When I was in the eighth-grade, I went a bit too far with this strategy, though. There was this guy, he must have been in his early twenties, who was assigned to our class mid-year after being released from prison. The other kids in the class started crying and pooping their pants the instant this danger-to-society walked into the room. He was huge and hard looking, with threatening tattoos, jagged scars, and arms as thick as a fat chick’s thigh. He took a seat in front of me. Boldly and without fear, I politely introduced myself, asked him if he needed anything, and offered to help him get caught up in the Math assignment during the lunch break. In spite of all his outward appearances, he was actually a pretty decent guy with a crass sense of humor, and we got along quite well.

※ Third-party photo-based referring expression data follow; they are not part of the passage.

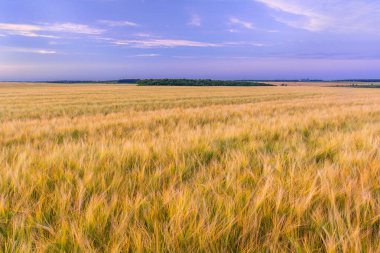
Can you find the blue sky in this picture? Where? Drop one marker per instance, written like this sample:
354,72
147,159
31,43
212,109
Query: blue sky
220,39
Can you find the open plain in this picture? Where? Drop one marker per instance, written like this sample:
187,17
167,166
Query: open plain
120,168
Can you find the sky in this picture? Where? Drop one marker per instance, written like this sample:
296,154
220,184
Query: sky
217,39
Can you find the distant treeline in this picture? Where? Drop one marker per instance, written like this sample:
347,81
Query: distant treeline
360,80
197,82
121,81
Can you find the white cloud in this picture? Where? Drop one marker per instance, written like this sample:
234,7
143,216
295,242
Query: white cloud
114,23
168,43
245,24
33,30
28,50
327,15
72,28
245,43
148,55
195,21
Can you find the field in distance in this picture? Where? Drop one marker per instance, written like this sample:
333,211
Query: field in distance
113,168
326,83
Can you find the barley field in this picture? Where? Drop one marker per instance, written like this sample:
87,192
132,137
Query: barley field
108,168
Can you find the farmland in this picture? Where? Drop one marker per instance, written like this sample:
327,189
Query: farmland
117,168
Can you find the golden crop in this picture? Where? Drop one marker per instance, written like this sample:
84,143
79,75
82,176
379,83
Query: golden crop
107,168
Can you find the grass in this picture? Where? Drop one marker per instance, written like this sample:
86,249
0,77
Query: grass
108,168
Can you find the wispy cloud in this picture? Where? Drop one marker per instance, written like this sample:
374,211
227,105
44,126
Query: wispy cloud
245,24
28,50
233,21
47,30
195,21
148,55
114,23
245,43
163,43
327,15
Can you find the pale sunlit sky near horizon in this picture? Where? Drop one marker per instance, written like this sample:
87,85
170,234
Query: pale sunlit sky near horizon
218,39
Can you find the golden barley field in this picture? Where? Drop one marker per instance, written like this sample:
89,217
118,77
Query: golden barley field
108,168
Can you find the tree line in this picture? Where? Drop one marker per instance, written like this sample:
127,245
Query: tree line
197,82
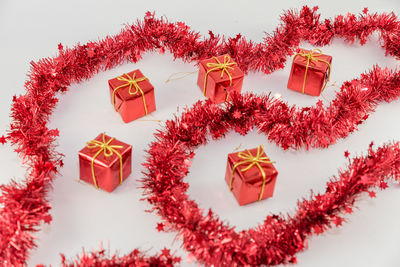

Then, one ordinary day, a dipshit who was sitting in the desk behind me decided to start mouthing-off to me in class, making rude comments, questioning my mother’s marital fidelity, and kicking the back of my chair. Just the regular annoying thirteen year-old kind of stuff. I was fully prepared to ignore him until he got bored and moved on to someone else. My new friend had other ideas. Without warning or provocation to do so, he calmly stood up, walked over and hit the guy squarely in the center of the forehead with his fist so hard I could hear brain rattling around skull. Thwunk! Coup contrecoup, and back again. The vulgar sound it made still haunts me to this day.
My former annoyer, now turned victim, immediately melted to the floor, completely unconscious; he even wet himself a little. That was bad enough, but my ‘friend’ then proceeded to try stuffing the limp body out through an open window, like an unwanted rag doll, or a dead hooker in your hotel room when there’s been a knock on the door. The police eventually came and dragged him away. When we first met, I should have thought to ask him why he had been in jail, because it must have had something to do with a frothy mix of rage and anger issues.
I never saw my would-be protector again after that incident. I feel somehow responsible for his re-incarceration, and the presumed forced acts of sodomy we so often hear about occurring in those places. Truly I had learned a big lesson: With great power comes a great power bill.